Understand that it took 30 years of trying through his Darley and Godolphin brands and a lot of money for Sheikh Mohammed to finally succeed with Cross Counter.

Ellison obviously doesn’t have the same ammo, but who does? But surely if there was room for sentiment in the race that is stopping our nation and has plagued the Ellison family, Tashkhan – bought to jump from odds of 57 for around $25,000 – is the story of well -be this year.

You may remember Ellison back with Carte Diamond in 2005, running a blinder in the Caulfield Cup luring Brett Prebble back from Hong Kong for the Cup only to see a tragic lane accident from which he crashed. practically impaled with one leg on a Flemington fence.

Diamond Card crashes into the running rail days before the 2005 Melbourne Cup.

Carte Diamond survived, returned a year later, only to have vets rule him out with a tendon injury long before they got really serious about it.
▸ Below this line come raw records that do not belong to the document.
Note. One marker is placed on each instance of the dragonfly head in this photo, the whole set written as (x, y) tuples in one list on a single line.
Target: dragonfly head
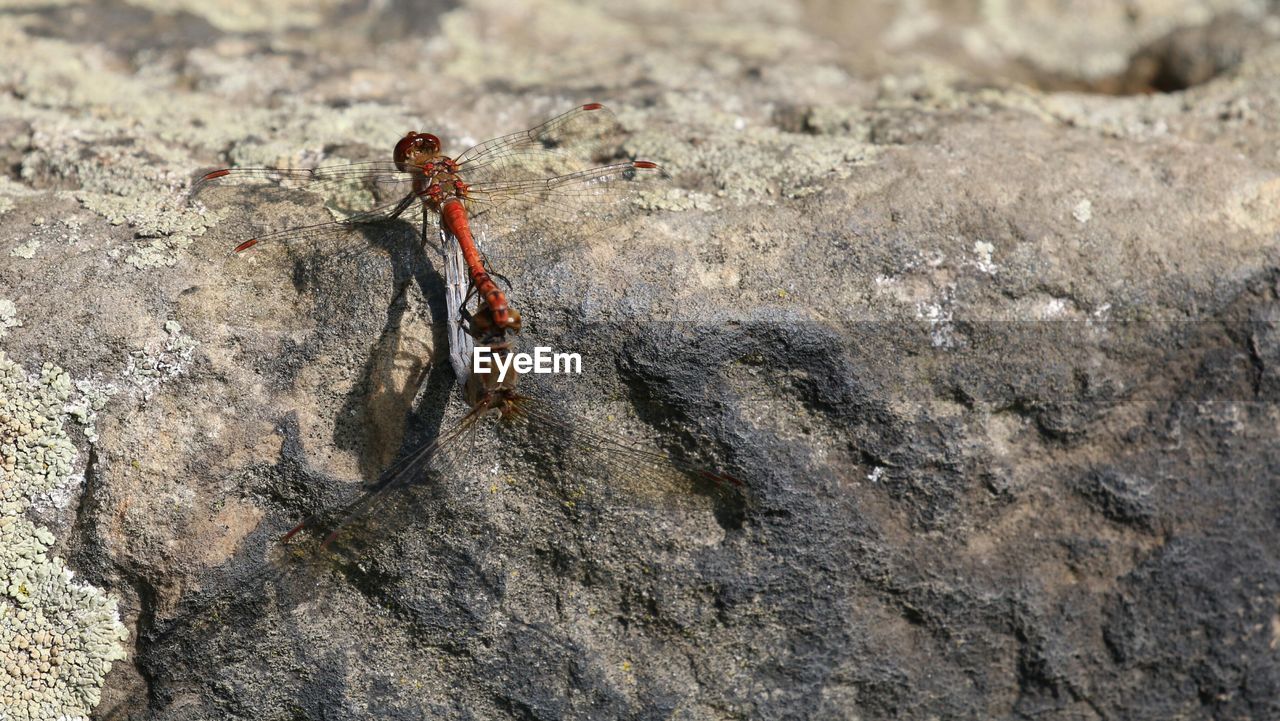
[(415, 149)]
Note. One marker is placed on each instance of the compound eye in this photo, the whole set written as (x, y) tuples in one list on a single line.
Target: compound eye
[(406, 145), (430, 142)]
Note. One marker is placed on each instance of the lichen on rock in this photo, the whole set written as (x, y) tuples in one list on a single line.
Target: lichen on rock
[(58, 638)]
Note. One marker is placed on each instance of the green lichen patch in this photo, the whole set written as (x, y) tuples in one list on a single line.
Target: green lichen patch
[(147, 369), (8, 316), (58, 638)]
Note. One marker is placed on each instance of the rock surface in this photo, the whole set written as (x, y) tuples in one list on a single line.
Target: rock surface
[(978, 299)]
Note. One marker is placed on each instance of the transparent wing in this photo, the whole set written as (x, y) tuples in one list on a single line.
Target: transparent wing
[(437, 459), (373, 173), (588, 135), (533, 223)]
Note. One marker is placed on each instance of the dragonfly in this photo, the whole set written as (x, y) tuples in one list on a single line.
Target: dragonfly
[(540, 188), (597, 455), (512, 185)]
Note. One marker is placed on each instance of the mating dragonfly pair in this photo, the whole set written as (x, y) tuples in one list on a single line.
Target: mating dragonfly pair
[(533, 195)]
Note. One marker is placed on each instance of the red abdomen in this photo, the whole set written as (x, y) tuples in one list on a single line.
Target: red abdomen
[(453, 217)]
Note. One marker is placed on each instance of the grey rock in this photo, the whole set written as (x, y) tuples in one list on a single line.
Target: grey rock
[(983, 322)]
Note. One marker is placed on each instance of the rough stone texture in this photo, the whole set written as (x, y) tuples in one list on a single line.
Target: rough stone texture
[(983, 316)]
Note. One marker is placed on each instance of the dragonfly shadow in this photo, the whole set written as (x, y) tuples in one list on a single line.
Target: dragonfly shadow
[(405, 364)]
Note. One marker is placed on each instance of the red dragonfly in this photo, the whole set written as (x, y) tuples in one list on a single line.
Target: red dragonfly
[(557, 209), (551, 210)]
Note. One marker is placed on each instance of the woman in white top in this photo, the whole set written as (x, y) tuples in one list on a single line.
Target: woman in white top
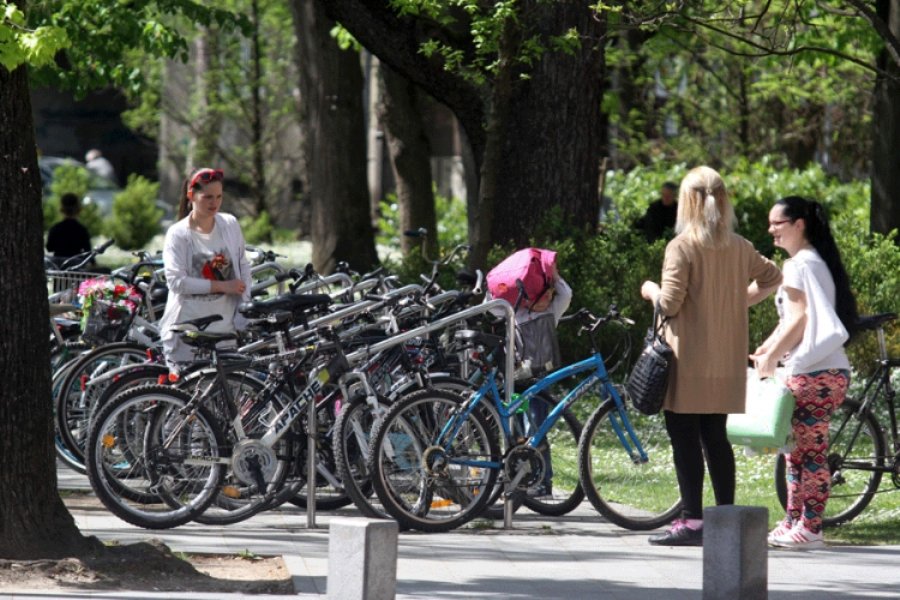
[(205, 264), (817, 314)]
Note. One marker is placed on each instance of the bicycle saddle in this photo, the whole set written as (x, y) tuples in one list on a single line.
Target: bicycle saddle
[(205, 340), (291, 303), (872, 322), (195, 324)]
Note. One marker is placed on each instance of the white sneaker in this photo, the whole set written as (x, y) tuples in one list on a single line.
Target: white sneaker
[(783, 529), (799, 537)]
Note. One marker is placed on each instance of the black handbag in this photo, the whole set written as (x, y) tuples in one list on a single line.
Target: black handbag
[(649, 378)]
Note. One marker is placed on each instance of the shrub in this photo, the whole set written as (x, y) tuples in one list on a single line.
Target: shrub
[(72, 179), (135, 218)]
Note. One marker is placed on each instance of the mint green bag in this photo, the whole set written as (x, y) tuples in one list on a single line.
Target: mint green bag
[(767, 420)]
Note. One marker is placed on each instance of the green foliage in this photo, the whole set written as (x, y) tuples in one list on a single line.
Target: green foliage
[(72, 179), (21, 44), (97, 34), (135, 217), (716, 79), (611, 266)]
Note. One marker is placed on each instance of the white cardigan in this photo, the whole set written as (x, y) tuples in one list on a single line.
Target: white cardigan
[(177, 253)]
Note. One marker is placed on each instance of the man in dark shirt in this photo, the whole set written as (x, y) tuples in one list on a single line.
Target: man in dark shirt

Bay Story came on that same trip, was placed in a Bart Cummings but didn’t qualify, ran second to the Lavazza Long Black on Cup day and would go to Perth to miss the Cup there so that he was at 3200 m.

Undeterred, Ellison returned with Bay Story for the 2007 Cup, again missing the Cup ground but would have done so had emergencies been declared.

So it was Lavazza again and tragedy again. Up front, he crashed and broke his leg in front of the massive Cup Day crowd 100m from the post and had to be taken down.

He returned in 2011 with Moyenne Corniche, winner of the Ebor that year (he finished 15th) and Saptapadi, who came through the Caulfield Cup and raced alongside his stable mate in 16th in the Cup.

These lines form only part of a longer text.